Mahathir, still a hugely respected and influential figure, made surprise appearances at a protest in Kuala Lumpur on the weekend, calling for a “people’s power” movement to topple Prime Minister Najib Razak over a financial scandal.
“Tun (Mahathir) made several allegations in his speeches … that warrants police action,” police spokeswoman Asmawati Ahmad said.
Inspector-General of Police Khalid Abu Bakar would take a statement from Mahathir, she said.
It was not clear if Mahathir would face any charges.
Mahathir, known as a tough prime minister with an authoritarian bent for 22 years until 2003, is on a private trip to Jordan and was not expected back until Sept. 9, an aide said.
“As far as I am aware, he has not been approached by the police yet. We will comply with the police on whatever is needed,” the aide, Sufi Yusoff, told Reuters.
Mahathir, 90, was once Najib’s patron but has become his fiercest critic in recent months after reports of a mysterious transfer of more than $600 million into an account under Najib’s name.
Najib has denied any wrongdoing and says he did not take any money for personal gain but, nevertheless, faces the biggest crisis of his political career.
He has tightened his grip on power through a series of steps to sideline dissenters and muzzle critical media.
Many Malaysians were stunned by Mahathir’s decision to join the protests, organized by anti-corruption activists, in an unprecedented act of defiance of the prime minister.
The two are stalwarts of the United Malays National Organisation (UMNO), the party that has led coalition governments since the country’s independence in 1957, and their antagonism has raised fears of a split.
One UMNO leader said Mahathir had “crossed over the line”.
The police questioning of the country’s longest-serving leader would appear to raise the political stakes for both sides.
“If the police called in Mahathir and treated him the wrong way then the political repercussions would be severe,” said Wan Saiful Wan Jan, chief executive of the Institute for Democracy and Economic Affairs.
“The calls for Najib to resign will only get stronger.”
Wan said, however, that it was very unlikely the police would file formal charges against Mahathir.
Malaysia’s political upheaval follows a media report in July that said investigators looking into alleged mismanagement at debt-laden state fund 1Malaysia Development Berhad (1MDB) had traced a payment of more than $600 million to an account under Najib’s name.

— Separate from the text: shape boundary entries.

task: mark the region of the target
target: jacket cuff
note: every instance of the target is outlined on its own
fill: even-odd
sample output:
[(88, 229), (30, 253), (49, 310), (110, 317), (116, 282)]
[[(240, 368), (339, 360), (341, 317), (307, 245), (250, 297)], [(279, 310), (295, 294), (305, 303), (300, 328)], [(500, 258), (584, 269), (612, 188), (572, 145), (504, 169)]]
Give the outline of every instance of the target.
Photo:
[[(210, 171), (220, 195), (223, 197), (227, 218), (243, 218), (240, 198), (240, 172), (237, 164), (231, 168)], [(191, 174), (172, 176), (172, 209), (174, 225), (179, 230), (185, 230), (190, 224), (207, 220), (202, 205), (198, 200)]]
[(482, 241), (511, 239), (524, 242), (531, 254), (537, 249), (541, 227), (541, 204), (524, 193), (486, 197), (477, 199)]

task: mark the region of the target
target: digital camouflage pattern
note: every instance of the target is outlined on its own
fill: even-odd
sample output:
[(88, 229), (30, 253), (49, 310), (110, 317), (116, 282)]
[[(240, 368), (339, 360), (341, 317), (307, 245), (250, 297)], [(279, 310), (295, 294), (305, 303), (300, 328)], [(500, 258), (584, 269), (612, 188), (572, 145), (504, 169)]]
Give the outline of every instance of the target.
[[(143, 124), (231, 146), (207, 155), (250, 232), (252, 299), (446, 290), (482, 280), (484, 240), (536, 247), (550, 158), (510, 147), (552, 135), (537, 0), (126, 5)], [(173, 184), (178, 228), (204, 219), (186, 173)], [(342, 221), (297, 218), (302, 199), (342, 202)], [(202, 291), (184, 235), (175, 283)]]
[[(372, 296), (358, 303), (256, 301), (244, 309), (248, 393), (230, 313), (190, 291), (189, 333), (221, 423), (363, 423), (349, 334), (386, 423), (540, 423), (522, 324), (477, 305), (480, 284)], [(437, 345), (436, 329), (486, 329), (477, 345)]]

Reuters has not been able to verify the media report.
Fighting back, Najib sacked his deputy and other ministers who had publicly questioned him, and the attorney-general who was investigating 1MDB was replaced.
Authorities also suspended two newspapers and blocked access to a website that had reported on 1MDB.
Transparency International said on Wednesday that Malaysia is facing a “corruption crisis”.
“We want to see more progress but that cannot happen while there are unanswered questions about the $700 million that made its way into the Prime Minister’s personal bank account,” Jose Ugaz, chair of the graft watchdog said at the international anti-corruption conference in Kuala Lumpur.
Najib had pulled out of making an appearance at the conference.
Speaking at the rally on Sunday, Mahathir called Najib a corrupt leader and said the people as a whole did not want him.
Authorities declared the rally illegal and police have summoned several protest leaders.
A source close to the government said he expected arrests to be made over the next 24 hours.
Mahathir said in a blog on Tuesday he did not agree with street protests but Najib had blocked every legal method to change the prime minister.